Valuation in International Arbitration

Valuation in International Arbitration

Economic Consulting

April 11, 2017

The value of a business or other asset depends on the expected future benefits from holding that asset and the uncertainty associated with those benefits. An expert valuer must often form an opinion on value based on their assessment of future benefits and uncertainty at a given date. This is a challenging task for many assets. It is often particularly challenging in the context of international arbitration.

In this article, we set out our views on how experts and tribunals should approach the valuation question in international arbitration given these challenges. We start with some fundamentals: what do we mean by value, and how do we define the valuation question, and what are the valuation standards frequently encountered in international arbitration.
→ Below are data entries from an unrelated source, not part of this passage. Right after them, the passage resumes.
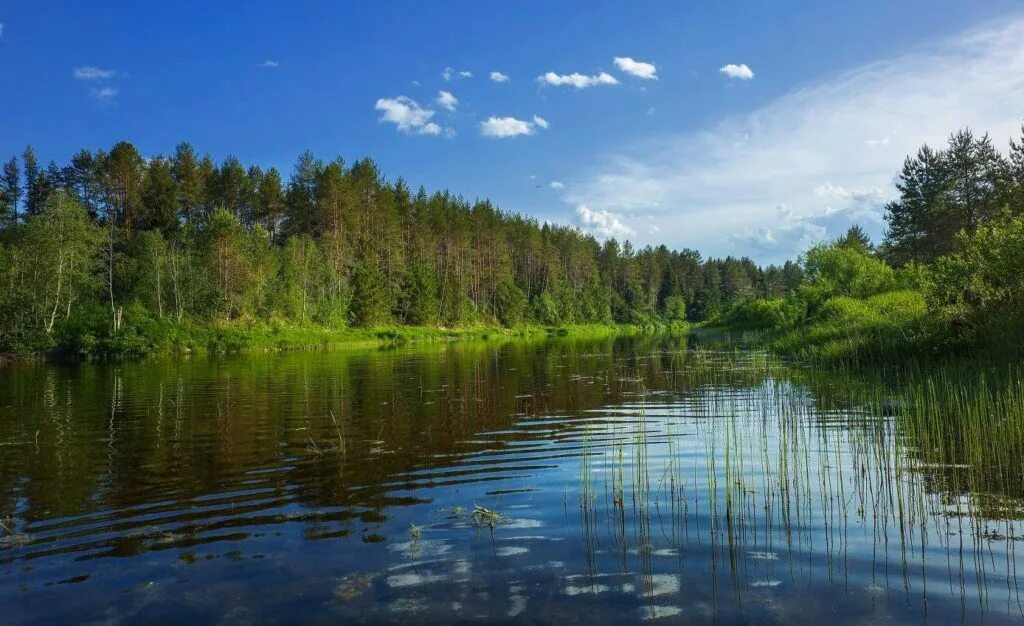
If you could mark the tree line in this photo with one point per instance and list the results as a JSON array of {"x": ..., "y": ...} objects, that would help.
[
  {"x": 948, "y": 275},
  {"x": 114, "y": 243}
]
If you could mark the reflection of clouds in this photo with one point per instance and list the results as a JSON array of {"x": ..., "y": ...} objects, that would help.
[
  {"x": 408, "y": 604},
  {"x": 421, "y": 547},
  {"x": 517, "y": 601},
  {"x": 656, "y": 612},
  {"x": 414, "y": 579},
  {"x": 662, "y": 584},
  {"x": 511, "y": 550}
]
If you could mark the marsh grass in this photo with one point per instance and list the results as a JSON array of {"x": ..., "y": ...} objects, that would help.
[{"x": 772, "y": 461}]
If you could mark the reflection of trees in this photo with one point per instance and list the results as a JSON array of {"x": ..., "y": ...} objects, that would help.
[{"x": 128, "y": 445}]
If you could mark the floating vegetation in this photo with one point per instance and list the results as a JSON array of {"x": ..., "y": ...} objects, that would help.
[
  {"x": 486, "y": 517},
  {"x": 352, "y": 586}
]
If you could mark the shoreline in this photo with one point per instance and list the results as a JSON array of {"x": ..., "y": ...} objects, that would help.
[{"x": 264, "y": 338}]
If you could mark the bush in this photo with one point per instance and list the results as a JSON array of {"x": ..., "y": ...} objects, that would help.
[{"x": 762, "y": 314}]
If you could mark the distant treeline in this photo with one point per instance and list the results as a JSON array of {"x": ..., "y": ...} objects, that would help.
[
  {"x": 113, "y": 244},
  {"x": 948, "y": 276}
]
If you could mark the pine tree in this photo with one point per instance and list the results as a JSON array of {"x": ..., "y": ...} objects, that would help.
[
  {"x": 160, "y": 198},
  {"x": 10, "y": 192},
  {"x": 371, "y": 299}
]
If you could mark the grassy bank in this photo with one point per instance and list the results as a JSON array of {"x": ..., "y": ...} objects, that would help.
[{"x": 188, "y": 338}]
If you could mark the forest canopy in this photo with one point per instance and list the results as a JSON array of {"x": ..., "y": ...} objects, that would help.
[{"x": 114, "y": 252}]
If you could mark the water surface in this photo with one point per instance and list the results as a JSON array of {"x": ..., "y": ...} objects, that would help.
[{"x": 617, "y": 480}]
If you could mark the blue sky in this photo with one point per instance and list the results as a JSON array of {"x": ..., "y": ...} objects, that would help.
[{"x": 728, "y": 164}]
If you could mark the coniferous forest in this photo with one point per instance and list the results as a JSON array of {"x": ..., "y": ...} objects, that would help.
[{"x": 117, "y": 253}]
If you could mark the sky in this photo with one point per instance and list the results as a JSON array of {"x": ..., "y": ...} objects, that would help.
[{"x": 744, "y": 128}]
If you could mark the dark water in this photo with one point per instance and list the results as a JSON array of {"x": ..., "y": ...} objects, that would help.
[{"x": 625, "y": 480}]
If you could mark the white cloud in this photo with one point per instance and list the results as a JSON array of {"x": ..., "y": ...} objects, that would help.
[
  {"x": 446, "y": 99},
  {"x": 733, "y": 71},
  {"x": 638, "y": 69},
  {"x": 93, "y": 73},
  {"x": 717, "y": 190},
  {"x": 407, "y": 114},
  {"x": 580, "y": 81},
  {"x": 449, "y": 74},
  {"x": 104, "y": 94},
  {"x": 510, "y": 127},
  {"x": 601, "y": 223}
]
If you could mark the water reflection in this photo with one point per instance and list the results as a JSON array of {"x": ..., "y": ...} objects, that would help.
[{"x": 622, "y": 478}]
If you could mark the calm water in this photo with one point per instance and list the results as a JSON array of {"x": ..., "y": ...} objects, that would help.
[{"x": 624, "y": 480}]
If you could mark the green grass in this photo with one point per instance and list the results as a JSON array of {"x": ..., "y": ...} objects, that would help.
[{"x": 146, "y": 336}]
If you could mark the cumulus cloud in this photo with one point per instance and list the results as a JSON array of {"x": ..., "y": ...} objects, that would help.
[
  {"x": 93, "y": 73},
  {"x": 408, "y": 116},
  {"x": 580, "y": 81},
  {"x": 446, "y": 99},
  {"x": 733, "y": 71},
  {"x": 601, "y": 223},
  {"x": 103, "y": 94},
  {"x": 500, "y": 128},
  {"x": 826, "y": 153},
  {"x": 638, "y": 69},
  {"x": 450, "y": 74}
]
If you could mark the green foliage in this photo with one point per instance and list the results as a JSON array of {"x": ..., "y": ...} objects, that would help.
[
  {"x": 423, "y": 303},
  {"x": 371, "y": 304},
  {"x": 675, "y": 308},
  {"x": 512, "y": 303},
  {"x": 886, "y": 325},
  {"x": 979, "y": 289},
  {"x": 119, "y": 254},
  {"x": 842, "y": 269},
  {"x": 762, "y": 314}
]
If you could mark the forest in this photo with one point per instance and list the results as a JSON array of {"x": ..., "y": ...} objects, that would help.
[{"x": 115, "y": 253}]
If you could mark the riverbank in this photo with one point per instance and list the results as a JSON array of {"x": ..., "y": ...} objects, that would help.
[{"x": 185, "y": 338}]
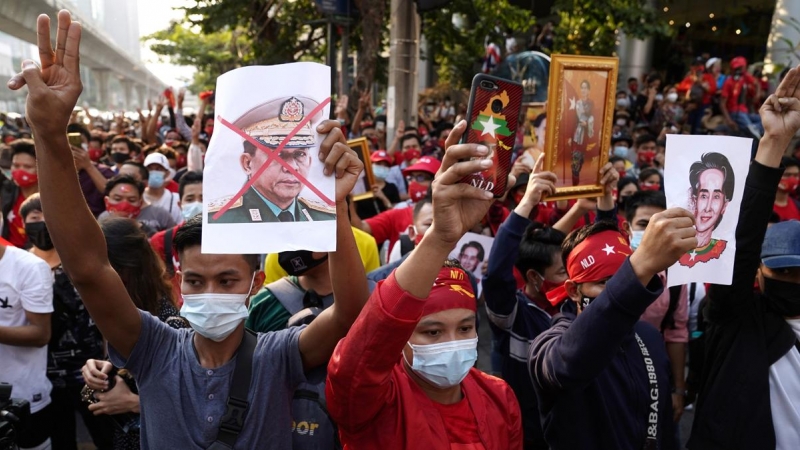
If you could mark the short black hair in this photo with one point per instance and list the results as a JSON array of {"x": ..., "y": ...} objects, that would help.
[
  {"x": 577, "y": 236},
  {"x": 537, "y": 247},
  {"x": 716, "y": 161},
  {"x": 190, "y": 234},
  {"x": 31, "y": 204},
  {"x": 190, "y": 177},
  {"x": 23, "y": 146},
  {"x": 477, "y": 246},
  {"x": 124, "y": 179},
  {"x": 644, "y": 139},
  {"x": 142, "y": 169},
  {"x": 78, "y": 128},
  {"x": 643, "y": 198}
]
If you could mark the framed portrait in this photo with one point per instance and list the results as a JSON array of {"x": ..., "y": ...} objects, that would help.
[
  {"x": 580, "y": 110},
  {"x": 363, "y": 189}
]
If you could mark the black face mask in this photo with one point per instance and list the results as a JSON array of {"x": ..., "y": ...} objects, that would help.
[
  {"x": 38, "y": 235},
  {"x": 783, "y": 296},
  {"x": 298, "y": 262},
  {"x": 120, "y": 158}
]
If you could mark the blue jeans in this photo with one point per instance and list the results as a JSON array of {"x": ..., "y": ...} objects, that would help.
[{"x": 746, "y": 120}]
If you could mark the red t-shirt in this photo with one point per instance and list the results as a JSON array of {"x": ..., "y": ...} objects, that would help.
[
  {"x": 389, "y": 224},
  {"x": 787, "y": 212},
  {"x": 16, "y": 227},
  {"x": 736, "y": 93},
  {"x": 460, "y": 425}
]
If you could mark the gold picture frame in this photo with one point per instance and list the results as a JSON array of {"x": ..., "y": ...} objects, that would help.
[
  {"x": 363, "y": 188},
  {"x": 582, "y": 89}
]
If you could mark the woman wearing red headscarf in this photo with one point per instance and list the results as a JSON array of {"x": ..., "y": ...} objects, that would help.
[{"x": 402, "y": 378}]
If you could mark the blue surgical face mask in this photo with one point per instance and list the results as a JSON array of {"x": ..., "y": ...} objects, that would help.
[
  {"x": 636, "y": 239},
  {"x": 189, "y": 210},
  {"x": 156, "y": 179},
  {"x": 445, "y": 364},
  {"x": 215, "y": 316},
  {"x": 621, "y": 151},
  {"x": 380, "y": 172}
]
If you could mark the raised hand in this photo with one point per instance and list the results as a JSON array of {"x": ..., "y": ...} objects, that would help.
[
  {"x": 339, "y": 159},
  {"x": 53, "y": 88},
  {"x": 457, "y": 207},
  {"x": 669, "y": 235}
]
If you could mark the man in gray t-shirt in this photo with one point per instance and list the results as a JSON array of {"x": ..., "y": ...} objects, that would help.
[{"x": 184, "y": 376}]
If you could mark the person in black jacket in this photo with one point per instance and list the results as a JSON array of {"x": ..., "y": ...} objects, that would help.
[
  {"x": 749, "y": 390},
  {"x": 602, "y": 379}
]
We then consider the application of common valuation methods and the ways in which a valuer can seek to navigate the uncertainty that can exist in valuing businesses and other assets.

Defining value

In investment treaty arbitration, the standard of compensation is often referred to in the relevant treaty. This can set the parameters for determining value, and assessing damages, in contexts such as lawful expropriation.1 In commercial arbitrations the parameters for determining value may be less clear and can be contingent upon the governing law if not specified in the contract between the parties.

1 Other considerations relevant to determining value and damages may be relevant in unlawful expropriations, but are not considered in the scope of this article.